The purpose of today’s post is not to explain what happened or to ask for sympathy (they broke in through an upstairs window, grabbed laptops, a phone, a camera, car keys, followed promptly by our car, and were out fast – no we didn’t wake up, and yes we’re all OK). No, the purpose of this is to share some lessons I learned from it.
What I learned from the experience
The thing is, nicking insured stuff is one thing (if you’re not insured, please do
it folks, especially if you are in rental accommodation where it’s easy to be blasé), but nicking income-generating stuff is something else entirely, and especially when that stuff is hard to replace. Because I have to be honest, while we counted up the missing things, it was the loss of my DJ laptop that hurt most. It was the only thing from Digital DJ Tips that was at home with me rather than safely locked in the office.
Luckily, I had a backup of all my music, so getting that back was easy; I downloaded it from my cloud storage and was done. What I hadn’t done though was back up my Serato database, and so I’ve lost all my cue points etc. No big deal: I DJ manually anyway and don’t cue or beatgrid much, but it still irks. If I’d have really cared, I’d have done that to be honest.
All my passwords were protected behind a master password – although I wish I’d done the same for the computer itself so they couldn’t log on and look at my family photos and personal emails, for instance. Also, I use DropBox rather than just local storage for boring but important day-to-day stuff; while they now had a copy of all of that, at least I still did too.

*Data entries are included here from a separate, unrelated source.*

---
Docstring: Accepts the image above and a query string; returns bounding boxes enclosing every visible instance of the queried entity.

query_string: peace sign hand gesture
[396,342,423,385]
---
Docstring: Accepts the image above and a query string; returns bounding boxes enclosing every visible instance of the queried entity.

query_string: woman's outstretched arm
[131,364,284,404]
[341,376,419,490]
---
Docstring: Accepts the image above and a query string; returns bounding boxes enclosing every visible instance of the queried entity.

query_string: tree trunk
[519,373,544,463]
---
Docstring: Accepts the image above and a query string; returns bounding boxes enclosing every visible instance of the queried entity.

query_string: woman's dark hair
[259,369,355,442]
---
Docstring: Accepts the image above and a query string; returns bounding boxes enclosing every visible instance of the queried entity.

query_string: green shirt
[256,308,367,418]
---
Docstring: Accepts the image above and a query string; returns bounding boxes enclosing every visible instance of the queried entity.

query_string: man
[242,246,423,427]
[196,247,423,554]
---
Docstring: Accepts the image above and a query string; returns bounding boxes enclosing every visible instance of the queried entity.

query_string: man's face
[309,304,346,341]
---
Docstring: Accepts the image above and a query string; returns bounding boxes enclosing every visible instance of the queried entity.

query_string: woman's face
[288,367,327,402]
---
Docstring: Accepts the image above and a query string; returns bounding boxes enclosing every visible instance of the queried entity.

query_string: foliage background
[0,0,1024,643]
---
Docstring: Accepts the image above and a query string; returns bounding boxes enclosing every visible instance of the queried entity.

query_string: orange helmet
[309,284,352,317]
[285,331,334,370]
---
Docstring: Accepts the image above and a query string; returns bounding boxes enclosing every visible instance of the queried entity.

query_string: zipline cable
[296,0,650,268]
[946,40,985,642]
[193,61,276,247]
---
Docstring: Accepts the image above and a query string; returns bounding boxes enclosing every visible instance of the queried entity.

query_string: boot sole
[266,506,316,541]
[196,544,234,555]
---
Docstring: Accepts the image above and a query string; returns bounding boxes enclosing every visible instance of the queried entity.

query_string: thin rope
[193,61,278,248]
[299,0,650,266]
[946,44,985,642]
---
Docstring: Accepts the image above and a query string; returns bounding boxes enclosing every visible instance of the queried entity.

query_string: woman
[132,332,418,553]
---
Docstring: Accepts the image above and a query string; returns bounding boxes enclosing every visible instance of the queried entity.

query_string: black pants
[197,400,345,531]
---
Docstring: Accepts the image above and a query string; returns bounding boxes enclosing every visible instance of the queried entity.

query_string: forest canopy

So as it turns out, we’re shaken, upset and saddened; but assuming the insurance are true to their part of the bargain, all we’ve lost is a bit of money (you always end up out of pocket one way or another) and a lot of time (I’m writing this in a police station, in a queue waiting to fill in yet another report). Could have been worse. But I really wouldn’t want anything similar to happen to you or your DJing gear. So my advice is: Don’t pretend you’re immune to this stuff. Back up your music, insure your gear, password protect your computer, write down serials and phone IMEIs, and keep all receipts. Oh, and take your car keys to bed with you.
And finally, don’t leave upstairs windows open. There’s sadly likely to be someone with a ladder who’s got his eye on your stuff.
PS: The reason I’m currently at the police station is actually good news: The car turned up, nearby and undamaged. One less thing to worry about. At least I can drive to Sunday’s gig now if I want to!